Three



For those concerned about such things, the mouse survived, and in fact lived almost twice as long as normal, to a quite hearty old age. The only trouble we could notice while it was alive was that its prolonged lessening of mass had weakened its muscles to some extent, and in the end it began to hate the "rest periods" I gave it of normal mass; and the autopsy after it died--performed by Michele--revealed considerable interesting changes in the internal organs, but nothing that seemed to be dangerous.

She did a number of experiments on animals, in the course of the year that followed, all, as far as we could tell, without having anyone suspect what was being done, and finally the next April she told me, "Well, I guess it's settled in my own mind; It looks safe to try on humans."

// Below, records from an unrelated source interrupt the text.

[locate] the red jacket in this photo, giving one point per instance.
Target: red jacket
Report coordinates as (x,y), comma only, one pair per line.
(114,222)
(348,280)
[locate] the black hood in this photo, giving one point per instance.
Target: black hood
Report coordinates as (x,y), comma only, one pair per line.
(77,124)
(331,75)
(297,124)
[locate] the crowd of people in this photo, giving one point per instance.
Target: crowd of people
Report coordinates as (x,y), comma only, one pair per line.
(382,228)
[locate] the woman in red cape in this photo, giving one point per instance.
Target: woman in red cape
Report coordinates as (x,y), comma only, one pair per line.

We were in our apartment; we had had one room converted into a minor biology lab. "No, you don't," I said, aware of what she had in mind. I suppose each of us had been preparing for this moment, because when I produced a version of the circuit, which by this time we had put on a chip and made the size of a dime, that had a watch strap attached to it, she showed me one almost like it that she had been ready to strap on herself. "I thought as much," I said. "It was still my idea, and I get first dibs."

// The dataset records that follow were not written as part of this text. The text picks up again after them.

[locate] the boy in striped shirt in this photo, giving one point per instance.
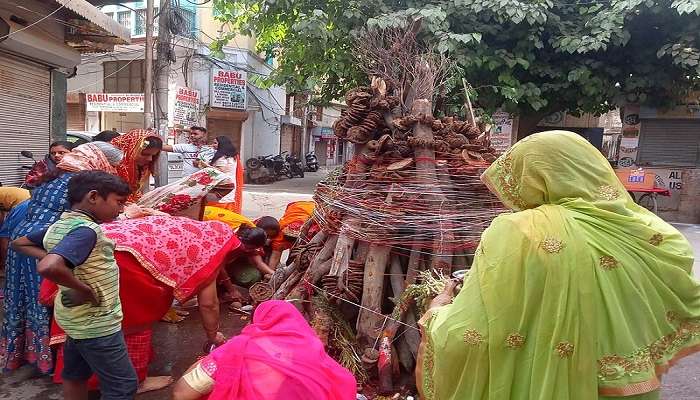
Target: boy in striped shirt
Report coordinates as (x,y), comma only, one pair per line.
(76,254)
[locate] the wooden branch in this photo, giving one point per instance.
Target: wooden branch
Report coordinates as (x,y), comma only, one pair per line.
(468,104)
(442,260)
(312,275)
(397,277)
(369,324)
(293,281)
(343,250)
(288,284)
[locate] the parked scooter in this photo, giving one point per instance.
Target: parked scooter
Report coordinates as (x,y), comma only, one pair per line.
(311,162)
(267,169)
(295,167)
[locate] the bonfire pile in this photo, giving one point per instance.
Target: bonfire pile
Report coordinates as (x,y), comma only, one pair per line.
(399,218)
(405,212)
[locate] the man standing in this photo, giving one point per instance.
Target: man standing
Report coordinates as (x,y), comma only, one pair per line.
(193,151)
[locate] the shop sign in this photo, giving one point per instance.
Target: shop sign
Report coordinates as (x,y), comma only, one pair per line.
(184,106)
(228,89)
(114,102)
(502,134)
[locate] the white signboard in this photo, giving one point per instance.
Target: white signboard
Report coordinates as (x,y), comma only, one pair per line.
(184,106)
(228,89)
(502,133)
(115,102)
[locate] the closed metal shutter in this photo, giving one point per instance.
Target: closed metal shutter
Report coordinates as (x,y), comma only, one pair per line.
(671,142)
(25,115)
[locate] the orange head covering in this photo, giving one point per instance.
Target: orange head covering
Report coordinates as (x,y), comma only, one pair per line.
(132,143)
(86,157)
(294,218)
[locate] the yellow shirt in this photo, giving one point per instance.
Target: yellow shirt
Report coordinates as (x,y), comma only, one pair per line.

I put on the apparatus, making sure that the tiny contacts touched the back of my wrist. You could adjust it by turning what would correspond to the face of the watch if it were a watch. Very gradually I gave it power.

Suddenly, I felt a jolt through my whole body, and I thought my heart was going to burst through my chest.

"Are you all right?" cried Michele, seeing my face.

"I hope so," I panted. My heart was still beating wildly, but seemed to be calming down. "This isn't something for a person with a weak heart to fool around with!" and I described my experience, which she took notes on. "Man! But it's getting more or less okay now."

Very gingerly, I added a bit more power, and began to get that sensation you have when your car tops a rise at high speed, except that it was sustained. My heart seemed all right, except that fear, I suppose, was making it beat fast; but it didn't give that enormous leap inside me again.

I was still on the ground, but almost lighter than the surrounding air. Very carefully, so as not suddenly to hit the ceiling, I twisted the face of the instrument.

It was just a trifle too much, and I flew upward, though not fast, and gently bumped my head, and then ricocheted down, barely touching the floor with my feet, and then back up and down for several minutes, until I finally came to rest with my feet about a meter off the floor.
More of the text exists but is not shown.